The stat lines match the eye test. Coby White torching the Kings for 27 points in just 18 minutes, with six threes on 75% shooting, is the kind of efficient scoring burst that can break a game open in a hurry. LaMelo Ball adds 20 points, six boards, and eight assists in only 23 minutes, while Moussa Diabaté posts a 17-point, 11-rebound double-double. Malik Monk’s 14 assists help keep the offense humming, and Charlotte’s 40-point third quarter is the exclamation point on a night where nearly everything clicks.
For Sacramento, this is a rough one — not just a loss, but a reminder of how dangerous Charlotte can be when the perimeter shot is falling and the ball movement is crisp. For the Hornets, it’s the kind of blowout that can carry momentum into the next stretch: explosive guard play, multiple secondary creators, and a defense that forces the Kings into a long night chasing shadows.

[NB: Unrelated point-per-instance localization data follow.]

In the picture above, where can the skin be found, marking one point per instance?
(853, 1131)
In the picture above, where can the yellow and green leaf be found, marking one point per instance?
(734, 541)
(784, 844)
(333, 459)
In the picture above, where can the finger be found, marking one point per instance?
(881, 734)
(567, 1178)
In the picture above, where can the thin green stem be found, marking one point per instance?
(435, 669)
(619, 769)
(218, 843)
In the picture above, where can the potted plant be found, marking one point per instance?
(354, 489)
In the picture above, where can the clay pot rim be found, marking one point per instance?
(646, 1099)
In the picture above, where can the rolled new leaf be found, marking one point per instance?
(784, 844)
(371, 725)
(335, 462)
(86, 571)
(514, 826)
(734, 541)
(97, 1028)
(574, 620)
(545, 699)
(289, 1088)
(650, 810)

When Charlotte shoots like this and strings together runs, it can put a game away before the opponent knows it’s in trouble.
Turning Point
Charlotte’s 15-0 third-quarter run, capped by B. Miller’s 26-foot three, blows the game wide open and turns a comfortable lead into a rout.
Key Performers
He detonates for 27 points in 18 minutes, hitting six threes and swinging the game with pure shot-making.
He controls the offense, spots shooters all night, and adds six threes of his own in limited minutes.
He cleans the glass and gives Charlotte a double-double presence that keeps possessions alive.
His 14 assists show how easily Charlotte’s offense is humming around him.
He adds scoring punch off the bench and helps sustain the blowout.
Box Score Leaders
| Player | PTS | REB | AST | 3PM | Notable |
|---|---|---|---|---|---|
| Coby White | 27 | 5 | 1 | 6 | 6 3PM75% FG |
| Daeqwon Plowden | 22 | 2 | 1 | 3 | |
| LaMelo Ball | 20 | 6 | 8 | 6 | 6 3PM |
| Moussa Diabaté | 17 | 11 | 2 | 0 | DOUBLE-DOUBLE |
| Malik Monk | 7 | 3 | 14 | 0 | 14 AST |
How Our Predictions Held Up
No prediction data was provided, so there’s nothing to grade here. The one accountability note: this game went exactly where the scoring margin suggested once Charlotte’s shooting avalanche started, and the Hornets thoroughly validated the home blowout script.